Samsung Galaxy S21 FE hands-on: Software, battery, and camera upgrades
The Galaxy S21 FE launches with One UI 4, built upon Android 12, and all the fantastic features from other Samsung flagships are here and as good as ever. The new theme engine ensures that your device feels unique by changing the color of the UI based upon the wallpaper you’ve chosen.
Additionally, Android 12 brought sweeping privacy changes, including a privacy dashboard and icons that appear on the screen any time an app requests the use of your camera, microphones, or location. Unlike Google, Samsung didn’t go out of its way to significantly alter the visual style of One UI with the Android 12 upgrade. Rather, it’s the same interface you love, now with a bit more color.
Good Lock remains one of my absolute favorite reasons to use a Samsung phone, simply because it offers more customization options than any other OEM bothers to. Want a different multitasking screen that’s far more useful than the stock one? How about the complete history of all your notifications? No matter what you want to change, Good Lock is almost guaranteed to allow it.
While it features the same battery size as last year, I was able to squeeze two full days of use out of the phone in the short few days I’ve had with it. Even power users will be able to get more than a full day’s worth of use from this phone, and charging up is quick, thanks to the 25W wired and 15W wireless charging. It’s also got reverse wireless charging in case you need to top up a pair of the best wireless earbuds.
The camera, too, has seen a few tweaks and upgrades despite not having any major hardware spec changes. I’ve been able to snap a few shots between the Galaxy S21 and the Galaxy S21 FE and came away impressed with the results. Samsung looks to have further enhanced the HDR processing, adding in more shadow detail and balancing out highlights slightly better than the Galaxy S21, both of which were running Android 12 with One UI 4 in these comparisons.
The only place where the S21 FE fell behind was in video recording, as there’s no option to record 8k video.

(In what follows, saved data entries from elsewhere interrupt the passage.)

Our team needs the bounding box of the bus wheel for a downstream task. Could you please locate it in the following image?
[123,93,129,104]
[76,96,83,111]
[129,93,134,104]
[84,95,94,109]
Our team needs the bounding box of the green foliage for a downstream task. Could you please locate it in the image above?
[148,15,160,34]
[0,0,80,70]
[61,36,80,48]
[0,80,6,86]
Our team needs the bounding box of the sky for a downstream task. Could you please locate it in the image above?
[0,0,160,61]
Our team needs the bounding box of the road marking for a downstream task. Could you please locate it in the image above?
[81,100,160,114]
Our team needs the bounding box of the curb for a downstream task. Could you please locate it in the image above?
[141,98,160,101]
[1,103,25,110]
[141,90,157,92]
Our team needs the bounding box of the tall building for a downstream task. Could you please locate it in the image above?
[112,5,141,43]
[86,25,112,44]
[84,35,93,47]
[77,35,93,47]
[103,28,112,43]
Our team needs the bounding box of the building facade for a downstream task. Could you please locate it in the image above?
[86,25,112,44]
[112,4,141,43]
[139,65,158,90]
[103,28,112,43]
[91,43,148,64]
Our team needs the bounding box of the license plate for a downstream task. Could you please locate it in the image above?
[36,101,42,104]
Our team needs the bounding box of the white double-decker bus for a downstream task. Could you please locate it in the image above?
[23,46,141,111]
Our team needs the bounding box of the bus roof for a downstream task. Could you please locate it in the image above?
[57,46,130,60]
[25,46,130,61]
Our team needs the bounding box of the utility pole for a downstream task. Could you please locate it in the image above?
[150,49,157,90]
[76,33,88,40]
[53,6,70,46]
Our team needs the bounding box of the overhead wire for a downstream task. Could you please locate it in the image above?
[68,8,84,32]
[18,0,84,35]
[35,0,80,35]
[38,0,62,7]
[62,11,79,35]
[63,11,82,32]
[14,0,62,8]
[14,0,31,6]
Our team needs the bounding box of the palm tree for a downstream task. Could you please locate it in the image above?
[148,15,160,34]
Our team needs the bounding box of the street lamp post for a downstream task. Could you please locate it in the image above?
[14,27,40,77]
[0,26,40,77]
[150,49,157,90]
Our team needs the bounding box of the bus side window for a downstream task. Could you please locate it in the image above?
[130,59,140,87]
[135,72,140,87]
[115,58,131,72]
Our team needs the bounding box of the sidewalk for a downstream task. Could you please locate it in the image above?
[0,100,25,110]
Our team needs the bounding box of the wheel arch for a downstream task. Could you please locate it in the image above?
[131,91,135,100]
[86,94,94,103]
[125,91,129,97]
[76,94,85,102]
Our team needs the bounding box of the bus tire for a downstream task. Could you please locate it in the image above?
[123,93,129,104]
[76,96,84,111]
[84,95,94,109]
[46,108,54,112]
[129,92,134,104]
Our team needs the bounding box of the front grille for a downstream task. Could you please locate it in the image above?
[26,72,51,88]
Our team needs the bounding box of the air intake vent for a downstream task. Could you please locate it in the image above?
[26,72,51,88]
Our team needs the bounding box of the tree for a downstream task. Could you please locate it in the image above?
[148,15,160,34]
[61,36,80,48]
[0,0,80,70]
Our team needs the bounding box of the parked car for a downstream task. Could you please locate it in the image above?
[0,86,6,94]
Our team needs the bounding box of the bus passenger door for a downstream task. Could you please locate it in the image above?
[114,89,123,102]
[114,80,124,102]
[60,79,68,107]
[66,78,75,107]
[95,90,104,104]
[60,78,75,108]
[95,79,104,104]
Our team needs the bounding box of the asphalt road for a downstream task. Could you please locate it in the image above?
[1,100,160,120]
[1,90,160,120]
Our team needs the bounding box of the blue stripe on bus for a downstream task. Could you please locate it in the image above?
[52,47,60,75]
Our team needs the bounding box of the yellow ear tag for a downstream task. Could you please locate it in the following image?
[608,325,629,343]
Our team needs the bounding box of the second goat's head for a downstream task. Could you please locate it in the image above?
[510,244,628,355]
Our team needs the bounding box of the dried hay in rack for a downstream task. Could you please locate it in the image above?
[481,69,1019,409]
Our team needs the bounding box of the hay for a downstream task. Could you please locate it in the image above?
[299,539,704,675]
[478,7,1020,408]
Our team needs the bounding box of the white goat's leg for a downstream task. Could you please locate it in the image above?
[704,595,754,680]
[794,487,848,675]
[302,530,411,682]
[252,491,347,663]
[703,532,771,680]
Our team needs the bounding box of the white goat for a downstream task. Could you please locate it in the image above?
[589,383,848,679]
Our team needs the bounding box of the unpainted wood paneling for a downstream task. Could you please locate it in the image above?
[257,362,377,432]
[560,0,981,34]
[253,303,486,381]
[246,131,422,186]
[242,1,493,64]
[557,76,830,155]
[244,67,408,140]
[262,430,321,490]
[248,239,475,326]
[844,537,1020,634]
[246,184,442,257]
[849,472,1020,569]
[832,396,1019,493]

Still, it’s not likely that most people will concern themselves with this feature, so it’s probably not a real loss.
The Galaxy S21 FE supports all the rest of the expected modes and features, including 30x Space Zoom, which combines a hybrid digital and optical zoom via the 3x telephoto lens. The downside here is that the telephoto camera is only 8MP, so it won’t ever look as good as a phone with a larger sensor.

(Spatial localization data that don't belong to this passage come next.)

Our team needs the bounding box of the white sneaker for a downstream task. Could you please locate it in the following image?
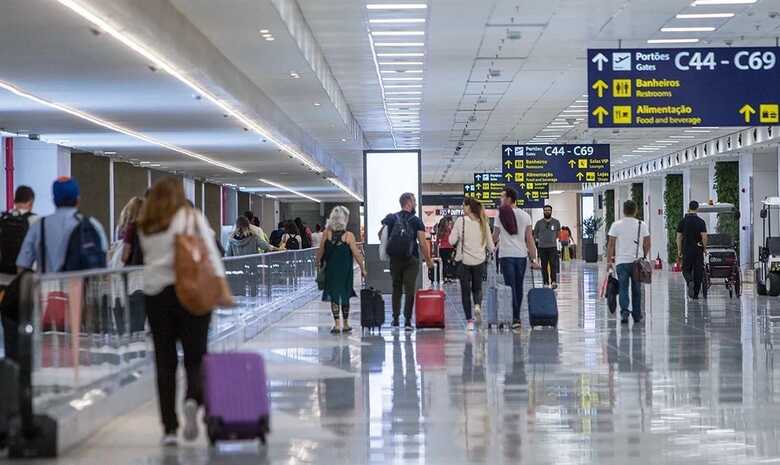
[161,434,178,447]
[474,304,482,324]
[466,320,475,331]
[182,399,199,442]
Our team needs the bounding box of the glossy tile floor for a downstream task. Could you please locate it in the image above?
[26,261,780,464]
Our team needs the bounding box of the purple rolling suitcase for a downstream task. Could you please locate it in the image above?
[203,353,270,445]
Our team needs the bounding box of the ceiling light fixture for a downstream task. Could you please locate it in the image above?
[385,91,422,95]
[0,79,245,173]
[684,129,712,133]
[369,18,426,23]
[55,0,329,177]
[366,3,428,10]
[692,0,756,4]
[327,177,363,201]
[379,61,424,66]
[374,42,425,47]
[660,26,717,32]
[381,69,424,73]
[377,52,425,57]
[647,38,700,44]
[669,135,696,139]
[382,77,424,81]
[371,31,425,36]
[258,178,320,203]
[676,12,735,18]
[384,84,423,88]
[259,29,270,33]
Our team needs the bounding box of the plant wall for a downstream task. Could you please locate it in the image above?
[664,174,683,262]
[605,189,615,234]
[631,183,644,220]
[714,161,740,243]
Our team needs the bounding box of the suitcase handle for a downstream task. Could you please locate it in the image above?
[426,258,443,290]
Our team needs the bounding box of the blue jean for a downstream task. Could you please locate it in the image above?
[500,257,527,321]
[616,263,642,317]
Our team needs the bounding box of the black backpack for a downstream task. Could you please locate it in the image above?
[60,213,107,272]
[0,211,32,274]
[386,214,416,258]
[300,230,312,249]
[285,235,300,250]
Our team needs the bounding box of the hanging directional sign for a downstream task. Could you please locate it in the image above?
[588,47,780,127]
[501,144,611,187]
[463,183,494,207]
[473,172,505,208]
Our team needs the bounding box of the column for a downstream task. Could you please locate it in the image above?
[12,138,71,216]
[707,161,719,231]
[739,152,753,273]
[751,147,780,272]
[645,177,667,264]
[615,184,630,219]
[683,167,709,210]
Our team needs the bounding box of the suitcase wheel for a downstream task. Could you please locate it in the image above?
[206,416,223,446]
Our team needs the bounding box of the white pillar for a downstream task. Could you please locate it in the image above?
[12,138,70,216]
[684,167,709,210]
[646,177,667,264]
[751,147,780,270]
[615,184,631,219]
[707,161,718,231]
[739,152,753,273]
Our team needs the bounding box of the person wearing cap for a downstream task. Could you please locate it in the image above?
[16,177,108,273]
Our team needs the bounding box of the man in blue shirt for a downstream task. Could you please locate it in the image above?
[17,177,108,273]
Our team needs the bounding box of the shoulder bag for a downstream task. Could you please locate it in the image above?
[632,221,652,284]
[175,209,234,315]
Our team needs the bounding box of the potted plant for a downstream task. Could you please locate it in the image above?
[581,216,604,263]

Samsung Galaxy S21 FE hands-on: Still the value king?
When the Galaxy S20 FE launched, it surprised many people because it cut out the “least important” specs and delivered a huge $300 price cut when compared to the Galaxy S20. This time around, the Galaxy S21 FE is only $100 less than its respective more-premium Galaxy S21 phone, which makes it feel like less of a value win for customers.
Still, from my fairly short time with the phone over the weekend, I’m inclined to continue recommending the FE model over the standard Galaxy S21 because there are very few concessions made that will matter to the majority of folks.
But the elephant in the room is the Google Pixel 6. At $100 less than the Galaxy S21 FE, the Pixel 6 will likely remain the choice for folks wanting to spend less without actually getting less from their phone.
The elephant in the room is the Google Pixel 6, which is a further $100 less expensive than Samsung’s offerings.
The question, of course, is whether or not Google can iron out the myriad of Pixel 6 bugs that keep cropping up. Google certainly has the price advantage here, but Samsung tends to be better about stable software updates these days, in addition to users more options and features out of the box.
We’ll have our full review shortly but, for now, Samsung appears to have yet another winner with the Galaxy S21 FE despite the fact that the price reduction over the standard S21 isn’t as stark as the previous iteration.